Photopatterning of hydrogel scaffolds coupled to filter materials using stereolithography for perfused 3D culture of hepatocytes

In vitro models that recapitulate the liver's structural and functional complexity could prolong hepatocellular viability and function to improve platforms for drug toxicity studies and understanding liver pathophysiology. Here, stereolithography (SLA) was employed to fabricate hydrogel scaffolds with open channels designed for post‐seeding and perfused culture of primary hepatocytes that form 3D structures in a bioreactor. Photopolymerizable polyethylene glycol‐based hydrogels were fabricated coupled to chemically activated, commercially available filters (polycarbonate and polyvinylidene fluoride) using a chemistry that permitted cell viability, and was robust enough to withstand perfused culture of up to 1 µL/s for at least 7 days.

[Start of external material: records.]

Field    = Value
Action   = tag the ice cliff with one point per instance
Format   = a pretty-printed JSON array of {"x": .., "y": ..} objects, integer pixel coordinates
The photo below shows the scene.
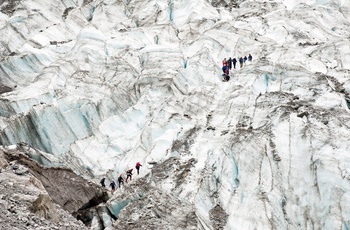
[{"x": 102, "y": 84}]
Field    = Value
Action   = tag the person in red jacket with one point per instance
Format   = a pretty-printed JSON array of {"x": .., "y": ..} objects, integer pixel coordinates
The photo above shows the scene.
[{"x": 138, "y": 165}]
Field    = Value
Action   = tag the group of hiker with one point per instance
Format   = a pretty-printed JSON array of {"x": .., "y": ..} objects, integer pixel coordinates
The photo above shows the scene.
[
  {"x": 227, "y": 65},
  {"x": 120, "y": 179}
]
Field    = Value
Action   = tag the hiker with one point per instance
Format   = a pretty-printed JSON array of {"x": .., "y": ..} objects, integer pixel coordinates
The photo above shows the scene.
[
  {"x": 112, "y": 185},
  {"x": 229, "y": 61},
  {"x": 121, "y": 180},
  {"x": 224, "y": 62},
  {"x": 103, "y": 182},
  {"x": 241, "y": 62},
  {"x": 128, "y": 175},
  {"x": 226, "y": 78},
  {"x": 138, "y": 165},
  {"x": 234, "y": 61},
  {"x": 250, "y": 58}
]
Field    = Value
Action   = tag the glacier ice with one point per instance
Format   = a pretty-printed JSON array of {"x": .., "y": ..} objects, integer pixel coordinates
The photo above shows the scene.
[{"x": 104, "y": 84}]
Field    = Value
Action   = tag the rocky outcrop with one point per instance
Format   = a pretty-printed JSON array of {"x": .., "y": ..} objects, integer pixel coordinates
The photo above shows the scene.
[
  {"x": 25, "y": 204},
  {"x": 61, "y": 186}
]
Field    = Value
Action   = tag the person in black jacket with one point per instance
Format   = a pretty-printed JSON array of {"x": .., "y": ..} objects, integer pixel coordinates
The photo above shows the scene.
[
  {"x": 112, "y": 185},
  {"x": 234, "y": 61},
  {"x": 128, "y": 175},
  {"x": 121, "y": 180},
  {"x": 103, "y": 182},
  {"x": 229, "y": 62},
  {"x": 241, "y": 62}
]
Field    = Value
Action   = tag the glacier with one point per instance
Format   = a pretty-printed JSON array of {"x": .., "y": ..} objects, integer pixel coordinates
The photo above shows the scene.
[{"x": 99, "y": 85}]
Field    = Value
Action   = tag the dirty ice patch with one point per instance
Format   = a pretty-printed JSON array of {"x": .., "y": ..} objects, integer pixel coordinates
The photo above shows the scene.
[
  {"x": 261, "y": 84},
  {"x": 316, "y": 66},
  {"x": 332, "y": 100}
]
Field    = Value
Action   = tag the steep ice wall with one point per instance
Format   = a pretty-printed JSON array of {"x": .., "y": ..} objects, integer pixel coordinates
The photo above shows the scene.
[{"x": 105, "y": 84}]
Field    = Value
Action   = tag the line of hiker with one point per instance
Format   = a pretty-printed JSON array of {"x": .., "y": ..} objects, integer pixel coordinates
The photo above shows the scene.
[
  {"x": 120, "y": 179},
  {"x": 232, "y": 62}
]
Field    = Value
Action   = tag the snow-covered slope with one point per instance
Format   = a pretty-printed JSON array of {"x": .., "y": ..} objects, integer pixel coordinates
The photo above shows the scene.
[{"x": 107, "y": 83}]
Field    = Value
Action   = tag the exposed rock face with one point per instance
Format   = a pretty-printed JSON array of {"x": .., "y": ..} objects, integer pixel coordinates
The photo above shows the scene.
[
  {"x": 25, "y": 204},
  {"x": 66, "y": 188},
  {"x": 59, "y": 188}
]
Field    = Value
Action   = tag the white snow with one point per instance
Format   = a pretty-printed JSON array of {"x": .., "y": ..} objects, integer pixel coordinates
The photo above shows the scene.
[{"x": 116, "y": 82}]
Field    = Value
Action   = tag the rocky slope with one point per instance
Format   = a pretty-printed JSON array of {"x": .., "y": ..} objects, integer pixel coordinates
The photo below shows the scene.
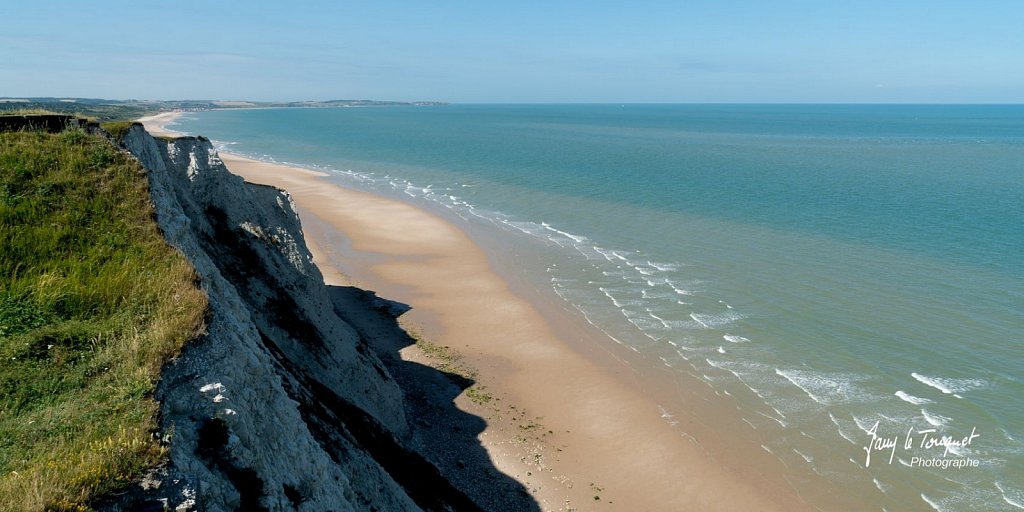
[{"x": 282, "y": 406}]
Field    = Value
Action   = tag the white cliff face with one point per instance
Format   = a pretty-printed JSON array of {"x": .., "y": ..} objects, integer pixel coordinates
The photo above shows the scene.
[{"x": 278, "y": 404}]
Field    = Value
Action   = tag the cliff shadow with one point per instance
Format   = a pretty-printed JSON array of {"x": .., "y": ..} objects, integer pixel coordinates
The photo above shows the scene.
[{"x": 442, "y": 433}]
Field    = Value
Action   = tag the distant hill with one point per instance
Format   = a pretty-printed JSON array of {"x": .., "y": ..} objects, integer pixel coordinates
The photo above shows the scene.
[{"x": 112, "y": 110}]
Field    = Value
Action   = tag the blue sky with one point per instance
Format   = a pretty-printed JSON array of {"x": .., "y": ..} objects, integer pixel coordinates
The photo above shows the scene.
[{"x": 521, "y": 51}]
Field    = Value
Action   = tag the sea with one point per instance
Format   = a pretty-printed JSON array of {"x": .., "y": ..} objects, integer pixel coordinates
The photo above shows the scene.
[{"x": 848, "y": 281}]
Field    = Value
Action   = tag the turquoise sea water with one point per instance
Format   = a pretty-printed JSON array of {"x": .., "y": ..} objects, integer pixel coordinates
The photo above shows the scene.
[{"x": 826, "y": 267}]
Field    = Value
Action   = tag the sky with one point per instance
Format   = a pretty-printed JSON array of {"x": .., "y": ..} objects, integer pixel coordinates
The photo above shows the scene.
[{"x": 932, "y": 51}]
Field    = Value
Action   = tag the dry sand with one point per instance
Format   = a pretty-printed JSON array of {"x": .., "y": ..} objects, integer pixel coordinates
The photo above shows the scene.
[{"x": 574, "y": 434}]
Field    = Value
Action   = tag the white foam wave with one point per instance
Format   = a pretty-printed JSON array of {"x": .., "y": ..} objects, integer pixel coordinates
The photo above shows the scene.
[
  {"x": 935, "y": 420},
  {"x": 825, "y": 388},
  {"x": 931, "y": 503},
  {"x": 808, "y": 459},
  {"x": 735, "y": 339},
  {"x": 911, "y": 398},
  {"x": 948, "y": 385},
  {"x": 1014, "y": 498},
  {"x": 715, "y": 321}
]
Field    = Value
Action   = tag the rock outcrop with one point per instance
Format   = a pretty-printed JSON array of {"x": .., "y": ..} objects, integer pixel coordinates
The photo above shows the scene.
[{"x": 281, "y": 406}]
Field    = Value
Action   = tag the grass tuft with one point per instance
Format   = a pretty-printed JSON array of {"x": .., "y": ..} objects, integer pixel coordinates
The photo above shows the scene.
[
  {"x": 92, "y": 303},
  {"x": 118, "y": 128}
]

SLA energy dose, photoinitiator concentrations, and pretreatment conditions were screened to determine conditions that maximized cell viability and hydrogel bonding to the filter. Multiple open channel geometries were readily achieved, and included ellipses and rectangles. Rectangular open channels employed for subsequent studies had final dimensions on the order of 350 µm by 850 µm. Cell seeding densities and flow rates that promoted cell viability were determined. Perfused culture of primary hepatocytes in hydrogel scaffolds in the presence of soluble epidermal growth factor (EGF) prolonged the maintenance of albumin production throughout the 7‐day culture relative to 2D controls. This technique of bonding hydrogel scaffolds can be employed to fabricate soft scaffolds for a number of bioreactor configurations and applications. Biotechnol. Bioeng. 2015;112: 777–787. © 2014 Wiley Periodicals, Inc.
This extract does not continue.